Assuming there are no duplicate dates for the same employee:
;WITH ranged AS (
SELECT
EmpId,
Date,
RangeId = DATEDIFF(DAY, 0, Date)
- ROW_NUMBER() OVER (PARTITION BY EmpId ORDER BY Date)
FROM atable
)
SELECT
EmpId,
StartDate = MIN(Date),
EndDate = MAX(Date),
DayCount = DATEDIFF(DAY, MIN(Date), MAX(Date)) + 1
FROM ranged
GROUP BY EmpId, RangeId
HAVING DATEDIFF(DAY, MIN(Date), MAX(Date)) + 1 >= 30
ORDER BY EmpId, MIN(Date)
DATEDIFF turns the dates into integers (the difference of days between the 0 date (1900-01-01) and Date). If the dates are consecutive, the integers are consecutive too. Using the data sample in the question as an example, the DATEDIFF results will be:
EmpId Date DATEDIFF
----- ---------- --------
1 2011-01-01 40542
1 2011-01-02 40543
1 2011-01-03 40544
2 2011-02-03 40575
3 2011-03-01 40601
4 2011-03-02 40602
5 2011-01-02 40543
Now, if you take each employee's rows, assign row numbers to them in the order of dates, and get the difference between the numeric representations and row numbers, you will find that the difference stays the same for consecutive numbers (and, therefore, consecutive dates).

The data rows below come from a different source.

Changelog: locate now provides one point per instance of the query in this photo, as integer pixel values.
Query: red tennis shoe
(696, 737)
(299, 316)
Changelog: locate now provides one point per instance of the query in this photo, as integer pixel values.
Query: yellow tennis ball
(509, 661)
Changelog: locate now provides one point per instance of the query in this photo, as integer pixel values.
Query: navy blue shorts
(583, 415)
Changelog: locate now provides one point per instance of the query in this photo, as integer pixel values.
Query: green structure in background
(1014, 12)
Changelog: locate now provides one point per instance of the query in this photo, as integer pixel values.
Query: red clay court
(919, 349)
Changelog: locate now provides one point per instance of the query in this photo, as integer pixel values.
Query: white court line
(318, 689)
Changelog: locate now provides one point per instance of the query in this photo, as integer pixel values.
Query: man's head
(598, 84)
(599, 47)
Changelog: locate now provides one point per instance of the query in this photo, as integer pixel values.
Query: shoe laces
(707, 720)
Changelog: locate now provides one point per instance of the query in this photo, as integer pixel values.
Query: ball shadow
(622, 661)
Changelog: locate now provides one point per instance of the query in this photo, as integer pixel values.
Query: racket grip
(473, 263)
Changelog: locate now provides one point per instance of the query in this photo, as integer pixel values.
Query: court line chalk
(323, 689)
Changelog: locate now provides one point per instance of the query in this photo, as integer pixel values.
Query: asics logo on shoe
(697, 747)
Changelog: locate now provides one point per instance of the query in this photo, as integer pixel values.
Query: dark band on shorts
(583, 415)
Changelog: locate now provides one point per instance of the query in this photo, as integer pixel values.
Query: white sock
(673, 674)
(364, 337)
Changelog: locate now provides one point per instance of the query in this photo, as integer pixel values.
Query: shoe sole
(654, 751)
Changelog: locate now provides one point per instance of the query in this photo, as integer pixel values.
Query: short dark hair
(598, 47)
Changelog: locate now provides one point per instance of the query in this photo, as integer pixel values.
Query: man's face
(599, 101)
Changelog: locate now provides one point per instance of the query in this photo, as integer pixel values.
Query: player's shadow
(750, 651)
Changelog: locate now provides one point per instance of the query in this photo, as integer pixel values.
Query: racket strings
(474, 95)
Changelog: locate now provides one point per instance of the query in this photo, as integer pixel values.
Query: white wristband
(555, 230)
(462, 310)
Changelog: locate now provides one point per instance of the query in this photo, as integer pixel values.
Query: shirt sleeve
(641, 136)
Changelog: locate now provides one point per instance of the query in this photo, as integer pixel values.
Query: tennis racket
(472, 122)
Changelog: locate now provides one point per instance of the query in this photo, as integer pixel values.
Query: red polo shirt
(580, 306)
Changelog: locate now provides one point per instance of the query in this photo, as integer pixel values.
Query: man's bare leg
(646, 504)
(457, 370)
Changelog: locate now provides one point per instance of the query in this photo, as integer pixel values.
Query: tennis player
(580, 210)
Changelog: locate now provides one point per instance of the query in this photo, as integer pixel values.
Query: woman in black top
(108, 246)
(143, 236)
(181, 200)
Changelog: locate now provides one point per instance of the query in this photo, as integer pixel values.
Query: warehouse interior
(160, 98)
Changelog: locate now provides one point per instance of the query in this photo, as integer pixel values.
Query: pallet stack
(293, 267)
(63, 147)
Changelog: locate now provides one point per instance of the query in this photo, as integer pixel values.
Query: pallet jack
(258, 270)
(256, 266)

Using a slightly different sample for better illustration, it will look like this:
Date DATEDIFF RowNum RangeId
---------- -------- ------ -------
2011-01-01 40542 1 40541
2011-01-02 40543 2 40541
2011-01-03 40544 3 40541
2011-01-05 40546 4 40542
2011-01-07 40548 5 40543
2011-01-08 40549 6 40543
2011-01-09 40550 7 40543
The specific value of RangeId is not important, only the fact that it remains the same for consecutive dates matters. Based on that fact, you can use it as a grouping criterion to count the dates in the group and get the range bounds.
The above query uses DATEDIFF(DAY, MIN(Date), MAX(Date)) + 1 to count the days, but you could also simply use COUNT(*) instead.